Dandala et al. [18] employed two deep learning architectures in their challenge: a BiLSTM-CRF model for NER and a BiLSTIM model with an attention mechanism for RI. In addition to character/word level embeddings, part-of-speech embeddings were also utilized for input encoding in both models. Based on the observation that “adverse drug events” and “indications” entities have a semantic overlap with “other sign and symptoms”, they experimented with a joint modeling method where those three types of entities are first merged into one category for the NER model and their relations with medications determined by the RI model were in turn used to distinguish those three types of entities. Experimental results show the joint modeling approach outperformed the standard sequential model for the integrated NER-RI subtask (micro F1 of 0.653 vs. 0.624).

Peterson et al. [19] explored traditional machine learning models, CRF for NER and random forest for RI, which were shown more computationally efficient and thus easily deployed in real-world applications without depending on a special high-performing infrastructure. As part of the feature engineering effort, they included word embeddings as clustering features trained with Mini-batch K-means, in which multiple cluster sizes and compound cluster features were also examined. Compared with the counterpart deep learning models, their system achieved competitive overall results through effective feature engineering, yielding the best micro F1 of 0.8684 for the RI subtask.

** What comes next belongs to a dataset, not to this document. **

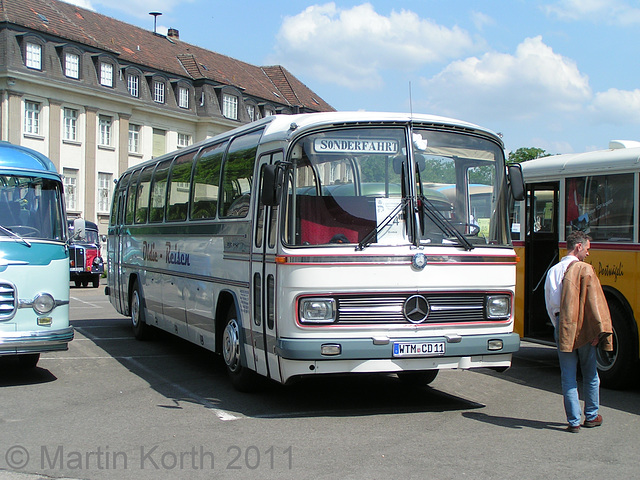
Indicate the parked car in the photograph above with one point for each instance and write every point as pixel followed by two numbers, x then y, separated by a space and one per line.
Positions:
pixel 85 255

While the performance reported in this challenge is promising, there is much room for further improvement, especially for the complex joint NER-RI task. The design of better learning algorithms and the availability of more labeled data are two important aspects contributing to improved system performance. Another future direction is to validate and increase the existing systems’ generalizability on larger scale datasets from diverse clinical subspecialties. That may require more effort in building annotated data as well as exploring effective domain adaption techniques for data-scarce subspecialties. Finally, it would be essential to investigate how to effectively integrate a large volume of diverse, dynamic, distributed structured or unstructured data from different sources such as spontaneous reporting system reports, EHRs, insurance claims, medical literature, and social media for collective ADE signal detection.

Data mining EHRs for drug safety surveillance, especially mining unstructured narratives through NLP, will remain an active research topic. The innovative approaches reported in this issue, which were motivated by the MADE1.0 challenge, will lay a solid foundation for further advancing methodological development and system deployment towards more intelligent drug safety surveillance.